2.4 Gene dependency data download and processing
Gene dependency data were all downloaded from the DepMap portal. RNAi gene dependency data ‘demeter’ was downloaded as ‘D2_combined_gene_dep_scores.csv’ from DEMETER2 Data v6 (McFarland et al., 2018), CRISPR gene dependency data ‘achilles’ was downloaded as ‘Achilles_gene_effect.csv’ from the 20Q4 data release (2020), ‘sanger’ was downloaded as ‘gene_effect.csv’ (2019).
2.5 Generation of consistency measure ‘r.summary’

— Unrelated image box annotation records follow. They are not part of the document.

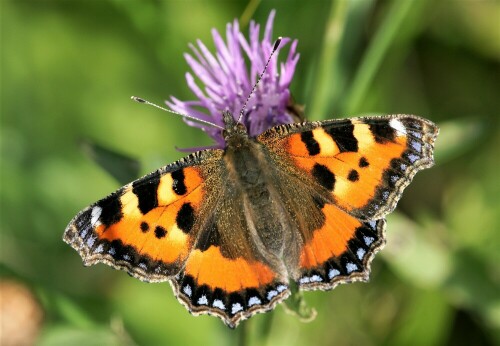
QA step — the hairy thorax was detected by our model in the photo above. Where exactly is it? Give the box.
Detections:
[224,136,290,257]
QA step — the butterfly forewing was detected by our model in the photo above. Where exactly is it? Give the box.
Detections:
[64,150,222,282]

We filtered out pairwise correlations from less than 10 cell lines. For compound screening datasets that have within-study replicates, when multiple pairwise inter-study correlations are available for a specific study pair, z-score transformation is applied and only the correlation corresponding to the largest z-score is retained. After this filtering, if there is only one pair of correlation left, this is used as the r.summary; otherwise meta-analysis is performed with R package ‘metacor’ to implement the DerSimonian-Laird (DSL) random-effect meta-analytical approach with correlation coefficients as effect sizes, as described by Schulze (2004). For indirect consistency assessment, while a secondary correlation calculation was performed for two sets of compound/gene feature-versus-transcriptome correlation coefficients from the paired studies, instead of using the number of genes from the transcriptome as the sample size for meta-analysis input, we used the number of overlapping cell lines from the dataset pair with transcriptomic data available as the substitute sample size so that the weight for the random effect model would be similar to the direct assessment.

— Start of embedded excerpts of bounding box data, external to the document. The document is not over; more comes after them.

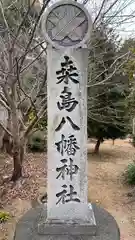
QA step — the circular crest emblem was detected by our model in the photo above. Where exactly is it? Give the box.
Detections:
[42,1,92,48]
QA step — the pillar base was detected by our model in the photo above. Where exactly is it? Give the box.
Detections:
[14,204,120,240]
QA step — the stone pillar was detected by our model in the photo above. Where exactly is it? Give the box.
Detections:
[47,47,95,224]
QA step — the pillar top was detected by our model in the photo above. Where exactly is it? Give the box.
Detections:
[42,0,92,49]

2.6 Bimodal distribution determination
To dichotomize samples into two groups, R package ‘mclust’ was use to implement Gaussian mixture modeling with assumption of two clusters with equal variance. Bimodal index (BI) is determined for the same model, following the method described by Wang et al. (2009). A higher BI value is indicative of a stronger bimodal distribution.
2.7 Determination of drug market status
We performed literature search and found WITHDRAWN—a database of withdrawn and discontinued drugs (Siramshetty et al., 2016). We downloaded lists of 270 ‘withdrawn’ compounds and 308 ‘discontinued’ compounds from with WITHDRAWN web page. According to WITHDRAWN, ‘withdrawn’ drugs are those recalled from market in at least one country due to toxic/side effects whereas ‘discontinued’ drugs are those recalled due to reasons other than safety, such as ineffectiveness of drug. 44 of the withdrawn and 45 of the discontinued compounds could be found in our summary consistency measure table. For all the remaining drugs, we used the drug group annotation from DrugBank (Wishart et al., 2006). We excluded compounds with missing annotation or with annotations as ‘vet_approved’ or ‘nutraceutical’, and we combined ‘experimental’ and ‘investigational’ into one group.

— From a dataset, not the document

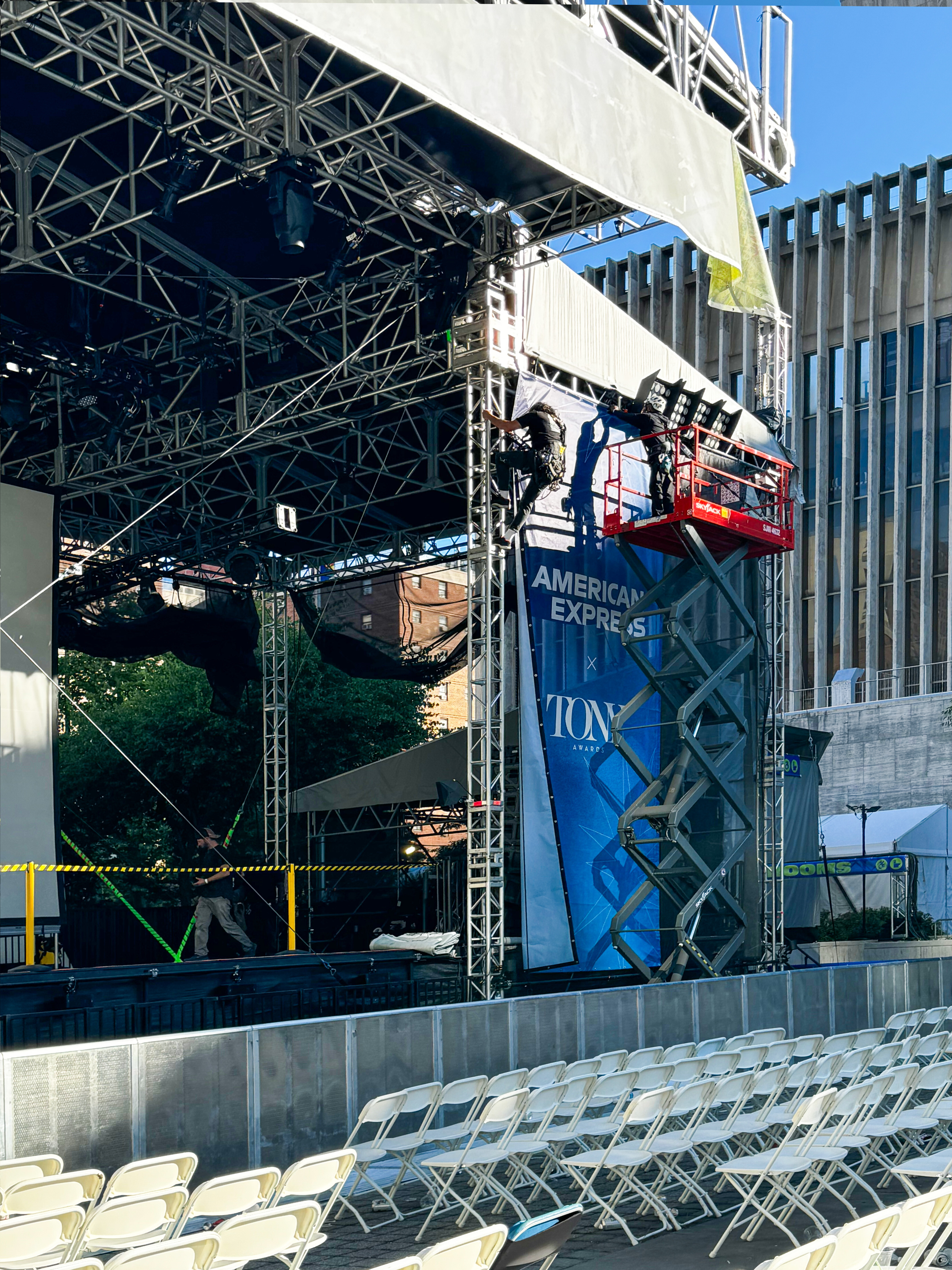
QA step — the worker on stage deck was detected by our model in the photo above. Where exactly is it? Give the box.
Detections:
[482,401,565,545]
[188,828,258,961]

2.8 Indirect consistency assessment
RNA-seq gene expression data and copy number data from CCLE (Ghandi et al., 2019) was downloaded from the DepMap portal as ‘CCLE_depMap_19Q1_TPM.csv’ and ‘public_19Q1_gene_cn.csv’ on April 29, 2019. From the expression data, genes with variance of zero were removed from the dataset. As the standard method, only RNA-seq data was used; to apply the GRACE method as we previously described (Cai et al., 2017), for every gene we use the copy number as the predictor variable and the RNA-seq gene expression as the response variable to fit a linear regression model. The residuals from the resulting fit were saved as copy number-adjusted gene expression data. For each indirect assessment, we first computed the Pearson correlation coefficients between the functional data features and the expression data for each dataset, and then for each pair of datasets, we performed correlation of the previously computed correlation coefficients to get a single correlation coefficient for each functional data feature.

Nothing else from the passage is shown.